A holy grail of aging research is the ability to measure a biomarker in an individual animal, and then use the result of that measurement to calculate how old that animal is—without knowing its chronological age. Such a biomarker of aging could be used to speed up the testing of potentially lifespan-extending intervations without having to wait an entire lifespan to obtain a result.
Many such biomarkers have been proposed, including decreased telomere length, mutation accumulation, and changes in gene expression. (Recently, we reported an effort to predict age by data mining electronic medical records).
To date, the most accurate ‘aging clocks’ are based on alterations in DNA methylation, an epigenetic mark on cytosine (‘C’) nucleotide bases whose levels change in systematic and site-specific ways over the course of the lifespan. Specifically, the genome-wide level of DNA methylation, which is generally associated with repression of gene transcription, tend to decreases as we age. In modern labs, methylation levels at specific sites throughout the genome are detected using a method called bisulfite sequencing, a technique involving a chemical treatment that enables researchers to distinguish methylated from unmethylated Cs.
Several ‘aging clocks’ based on DNA methylation have been reported in the literature. However, the accuracy of these methods is relatively low, especially for clocks designed for mice. This is problematic because mice, for better or worse, are the workhorse model organism for aging research, and it is of critical importance that the field ultimately come up with a way to measure the rate of mouse aging in real time rather than trying to extract useful information about the rate of aging from the distribution of times that individual mice within experimental populations decide to keel over. (I’ve said it before and will say it again: even when one is studying lifespan, lifespan itself is a lousy endpoint, ) Worse, because most of the existing clocks were calibrated on rather young mice, their accuracy tends to get worse as the animals age, making them less useful for monitoring differences in the rate of aging later in life.

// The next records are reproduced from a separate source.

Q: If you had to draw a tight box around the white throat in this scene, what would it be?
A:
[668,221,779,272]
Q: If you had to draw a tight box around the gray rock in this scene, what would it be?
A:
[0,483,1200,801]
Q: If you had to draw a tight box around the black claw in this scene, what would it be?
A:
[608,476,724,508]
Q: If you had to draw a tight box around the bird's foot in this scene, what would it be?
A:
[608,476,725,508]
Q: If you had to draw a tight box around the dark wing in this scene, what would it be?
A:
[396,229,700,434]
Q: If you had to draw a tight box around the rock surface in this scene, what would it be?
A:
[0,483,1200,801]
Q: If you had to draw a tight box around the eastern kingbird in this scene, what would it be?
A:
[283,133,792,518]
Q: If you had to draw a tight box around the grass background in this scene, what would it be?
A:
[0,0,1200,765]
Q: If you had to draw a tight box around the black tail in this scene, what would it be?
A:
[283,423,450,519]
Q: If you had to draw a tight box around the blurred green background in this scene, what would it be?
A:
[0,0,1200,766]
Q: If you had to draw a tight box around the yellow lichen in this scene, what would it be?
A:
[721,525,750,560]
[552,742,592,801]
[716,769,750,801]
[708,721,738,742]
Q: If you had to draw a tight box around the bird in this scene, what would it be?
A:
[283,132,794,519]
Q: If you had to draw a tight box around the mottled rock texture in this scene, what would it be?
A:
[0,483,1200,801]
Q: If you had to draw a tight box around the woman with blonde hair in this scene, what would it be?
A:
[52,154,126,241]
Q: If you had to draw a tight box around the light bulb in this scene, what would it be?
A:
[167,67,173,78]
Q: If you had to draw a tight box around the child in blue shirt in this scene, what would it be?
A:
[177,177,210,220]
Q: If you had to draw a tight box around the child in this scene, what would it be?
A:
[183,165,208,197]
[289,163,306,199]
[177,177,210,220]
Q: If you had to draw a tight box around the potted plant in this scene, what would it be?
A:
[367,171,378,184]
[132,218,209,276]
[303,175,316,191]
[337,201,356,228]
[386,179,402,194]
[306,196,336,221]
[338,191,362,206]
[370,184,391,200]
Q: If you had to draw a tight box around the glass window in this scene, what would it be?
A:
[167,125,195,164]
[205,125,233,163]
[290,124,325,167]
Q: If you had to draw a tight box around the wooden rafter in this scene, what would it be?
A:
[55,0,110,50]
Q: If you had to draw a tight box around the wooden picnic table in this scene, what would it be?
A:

The new clock uses DNA methylation patterns to predict age, throughout the lifespan, significantly more accurately than any previously published model.
Moreover, previous clocks tended to be trained on single tissues, limiting their applicability to studies of other parts of the body and (when the tissue in question is something other than “blood”) locking researchers into invasive sample extraction procedures that are difficult or impossible to perform multiple times on the same animal, posing an obstacle to longitudinal studies.
To overcome these challenges, a team at the Division of Genetics at Brigham & Women’s Hospital has designed a new methylation clock for mice that purports to solve many of these problems. The approach was fairly simple: Because the publicly available data used to train previous clocks were biased toward young animals, the authors supplemented those data with their own bisulfite sequencing data from mice of many ages. Similarly, to overcome the tendency of previous efforts to focus on single tissues, the authors collected their data from several organs. They then identified C nucleotides in the genome whose methylation patterns varied systematically with age, and built a model that took as input the methylation frequencies at each of those positions, and gave as output a prediction about the mouse’s age.
The resultant clock (which the authors called WLMT for “whole lifespan, multi-tissue”) could predict age from methylation patterns throughout the lifespan, in both old and young mice, significantly more accurately than any of three previously published models.
Importantly, WLMT could also detect the anti-aging effects of lifespan-extending interventions, both genetic and lifestyle-related. For example, WLMT predicted that growth hormone receptor knockout (GHR-KO) mice, which are smaller than their wild-type counterparts but have significantly longer lifespans, to be younger than their chronological ages. This is consistent with the idea that these mutants live longer because they age more slowly. Likewise, calorie-restricted mice of the commonly used C57BL/7 strain seemed younger than free-feeding animals. Interestingly, the largest effect was seen in induced pluripotent stem cells derived from fibroblasts, in which predicted age was dramatically lower than the source cells—implying that the return to pluripotency “resets” the aging clock, perhaps explaining why the germ line does not age.
The value of this feature is clear: A biomarker-based model that is both good at predicting chronological age in wild-type or untreated mice, but systematically makes lower predictions in mutant or experimentally manipulated animals with longer lifespans, is one that is capable of detecting interventions that slow the rate of aging. This ability would dramatically accelerate research aimed at identifying new lifespan enhancers, reducing the time required to obtain data from the entire lifespan of a mouse (years) to the temporal resolution of the measurement (i.e., the minimum amount of time that must pass for the biomarker to change significantly).